When you’re thinking about undertaking a professional landscaping project, or even sprucing up your garden yourself for that matter, insects are not usually one of your immediate considerations. But perhaps you should give them more attention than you think they deserve. After all, “bad insects” have the potential to turn your beautiful garden paradise into a homeowner’s worst nightmare.
For this reason, it’s a good idea to know which insects can potentially benefit your garden habitat and encourage them to make it their home.
Green lacewings
Green lacewings are definitely good garden visitors. They are voracious predators that eat hundreds of undesirable bugs and their eggs. However, it’s lacewing larvae that destroy the most pests. Their primary targets are aphids – which is why they are sometimes known as aphid lions – as well as whitefly, mites, leafhoppers, mealybugs and certain moths and caterpillars.
Lacewings are native to Australia and can be found worldwide. They are attracted by Angelica, dill, fennel, dandelion, fern-leaf yarrow and caraway, to name but a few.
Ladybugs
Ladybugs – also known as Ladybirds or Ladybeetles – may look pretty and innocent, but they are actually ravenous and should be welcomed into your garden. However, like the lacewing, it’s their larvae which do the majority of the pest control – even though they can’t fly!

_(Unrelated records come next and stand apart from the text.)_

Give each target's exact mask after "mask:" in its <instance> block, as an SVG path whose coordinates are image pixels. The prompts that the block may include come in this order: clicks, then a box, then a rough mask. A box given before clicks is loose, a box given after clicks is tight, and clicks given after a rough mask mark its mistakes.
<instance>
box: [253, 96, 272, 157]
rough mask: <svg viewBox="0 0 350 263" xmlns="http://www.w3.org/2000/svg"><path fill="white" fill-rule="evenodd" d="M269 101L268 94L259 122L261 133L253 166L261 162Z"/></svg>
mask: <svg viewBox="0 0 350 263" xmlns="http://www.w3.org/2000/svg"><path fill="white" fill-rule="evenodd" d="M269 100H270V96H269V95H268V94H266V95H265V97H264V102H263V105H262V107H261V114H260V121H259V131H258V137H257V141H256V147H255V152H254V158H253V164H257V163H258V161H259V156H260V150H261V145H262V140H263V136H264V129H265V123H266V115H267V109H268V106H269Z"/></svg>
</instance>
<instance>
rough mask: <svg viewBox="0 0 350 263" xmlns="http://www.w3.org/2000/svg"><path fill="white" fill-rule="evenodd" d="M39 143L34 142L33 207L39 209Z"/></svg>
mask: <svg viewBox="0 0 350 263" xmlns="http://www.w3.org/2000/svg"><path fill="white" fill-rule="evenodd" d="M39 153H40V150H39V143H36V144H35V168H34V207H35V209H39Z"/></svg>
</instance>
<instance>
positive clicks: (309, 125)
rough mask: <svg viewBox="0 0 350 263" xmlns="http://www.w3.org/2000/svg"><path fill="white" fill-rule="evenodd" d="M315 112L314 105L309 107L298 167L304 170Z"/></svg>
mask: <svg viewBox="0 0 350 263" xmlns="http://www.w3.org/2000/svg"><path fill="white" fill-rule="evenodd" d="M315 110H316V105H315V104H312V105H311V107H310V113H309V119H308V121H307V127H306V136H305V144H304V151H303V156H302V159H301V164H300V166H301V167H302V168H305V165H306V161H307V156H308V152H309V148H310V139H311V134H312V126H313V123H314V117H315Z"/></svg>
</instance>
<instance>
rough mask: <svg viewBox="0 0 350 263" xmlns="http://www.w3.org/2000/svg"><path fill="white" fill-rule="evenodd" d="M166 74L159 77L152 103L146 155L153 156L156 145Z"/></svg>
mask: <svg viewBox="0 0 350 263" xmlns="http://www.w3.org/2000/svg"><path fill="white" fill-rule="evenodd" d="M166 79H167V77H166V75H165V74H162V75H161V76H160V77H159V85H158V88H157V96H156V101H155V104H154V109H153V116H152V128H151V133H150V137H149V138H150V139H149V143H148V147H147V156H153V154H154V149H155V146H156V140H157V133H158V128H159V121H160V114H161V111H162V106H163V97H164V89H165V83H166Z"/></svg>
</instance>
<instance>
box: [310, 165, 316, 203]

Ladybug larvae feast on aphids, mealybugs, scale and a range of other small, soft-bodied insects. Aphid-ridden plants can be cleaned up in no time at all by Ladybug larvae.
Many of the same plants that attract lacewings also attract ladybugs, so they are often win-win for your garden and you should try to introduce them wherever possible.
Parasite Wasps
Parasite wasps might sound unsavoury, but unlike their larger, yellow-striped cousins – which people tend to frown upon – they are a gardener’s friend.
That’s because parasite wasps do not sting. Their stingers are instead used to deposit eggs into the bodies of insect pests. While it sounds macabre, Trichogramma parasite wasps lay their eggs specifically in the eggs of moths, which would otherwise eventually hatch into hungry caterpillars. After hatching, the Trichogramma larvae feed on their host and leave nothing but a hollow shell in their wake.